In the writer’s workshop, my tragedy had occasionally been celebrated—the more wreckage, the more fantastic the material! What’s more, the protagonist of my story was oftentimes criticized as an being “unsympathetic character”—hard to hear when that protagonist is you. So long as I kept drinking, I could not achieve the emotional distance between myself and my story, the distance that is necessary to truly develop a reflective voice.

But in AA, I began to get that distance, one day at a time. In AA, our personal adventures are reframed as the experiences of an alcoholic. My stories were no longer what made me unique—they were, in fact, the opposite. In recovery, I was offered one word that explained it all: alcoholic. Simplistic maybe, but it was an explanation I had been looking for. Identifying as an alcoholic may not have been the “happy ending” I’d once hoped for but it was the resolution I had, for years, been struggling to write.

Getting sober meant embracing and living what narrative therapists call “preferred stories”—re-imagining my life in the image of people who had come from where I’d come from and now had what I wanted.
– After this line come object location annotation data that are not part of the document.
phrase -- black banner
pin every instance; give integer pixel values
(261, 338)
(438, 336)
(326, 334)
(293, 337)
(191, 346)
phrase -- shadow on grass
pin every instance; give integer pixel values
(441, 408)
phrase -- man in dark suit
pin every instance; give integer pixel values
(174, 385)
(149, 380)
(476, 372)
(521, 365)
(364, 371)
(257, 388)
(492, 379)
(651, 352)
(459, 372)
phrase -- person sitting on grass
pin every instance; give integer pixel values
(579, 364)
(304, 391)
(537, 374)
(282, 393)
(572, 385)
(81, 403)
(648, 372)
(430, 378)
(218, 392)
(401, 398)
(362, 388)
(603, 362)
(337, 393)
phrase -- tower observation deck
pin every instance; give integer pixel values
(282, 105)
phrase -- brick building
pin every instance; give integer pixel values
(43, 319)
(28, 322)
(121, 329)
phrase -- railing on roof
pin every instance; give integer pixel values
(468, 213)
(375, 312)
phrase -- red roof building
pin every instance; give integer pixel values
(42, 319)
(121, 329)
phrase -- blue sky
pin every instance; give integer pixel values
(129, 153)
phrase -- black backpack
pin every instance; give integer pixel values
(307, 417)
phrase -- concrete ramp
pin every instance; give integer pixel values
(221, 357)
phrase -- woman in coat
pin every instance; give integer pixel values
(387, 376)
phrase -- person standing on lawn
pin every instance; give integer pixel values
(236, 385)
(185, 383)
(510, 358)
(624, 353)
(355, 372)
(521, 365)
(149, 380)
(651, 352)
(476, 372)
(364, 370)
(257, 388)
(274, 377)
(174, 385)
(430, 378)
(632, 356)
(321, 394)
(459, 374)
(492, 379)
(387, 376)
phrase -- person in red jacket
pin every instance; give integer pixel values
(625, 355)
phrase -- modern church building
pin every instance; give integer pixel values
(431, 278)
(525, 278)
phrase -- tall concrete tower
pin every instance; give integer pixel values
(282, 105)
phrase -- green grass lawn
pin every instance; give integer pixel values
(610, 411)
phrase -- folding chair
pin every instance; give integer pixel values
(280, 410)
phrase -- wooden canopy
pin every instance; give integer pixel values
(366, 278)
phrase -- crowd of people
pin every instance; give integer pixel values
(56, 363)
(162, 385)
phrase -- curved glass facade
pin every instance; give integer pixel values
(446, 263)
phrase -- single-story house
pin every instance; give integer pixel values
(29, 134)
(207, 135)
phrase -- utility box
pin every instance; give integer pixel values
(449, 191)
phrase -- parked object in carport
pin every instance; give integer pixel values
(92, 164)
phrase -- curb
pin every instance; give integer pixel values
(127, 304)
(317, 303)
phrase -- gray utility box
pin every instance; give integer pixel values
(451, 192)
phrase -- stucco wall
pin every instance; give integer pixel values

The past became the past. The future held promise of a new freedom and a new happiness. AA made my life better. It made my writing better as well.

Today my writing has an honesty and depth that I was not capable of prior to recovery. It’s given me a kind of self-awareness I encourage in my students, alcoholic or not.

“Memoir writing isn’t therapy,” I tell them. “But it may be therapeutic.”

Like any other form of therapy, writing can be difficult. When a student that I knew from personal conversations was trying to get sober came in early the day we were going to be discussing her manuscript, I asked if she was nervous. She laughed and said yes but that she’d doubled up on her Klonopin to take away the edge. I was her writing instructor, not her sponsor. Still I couldn’t help myself. “It gets easier,” I told her. “Keep coming back.”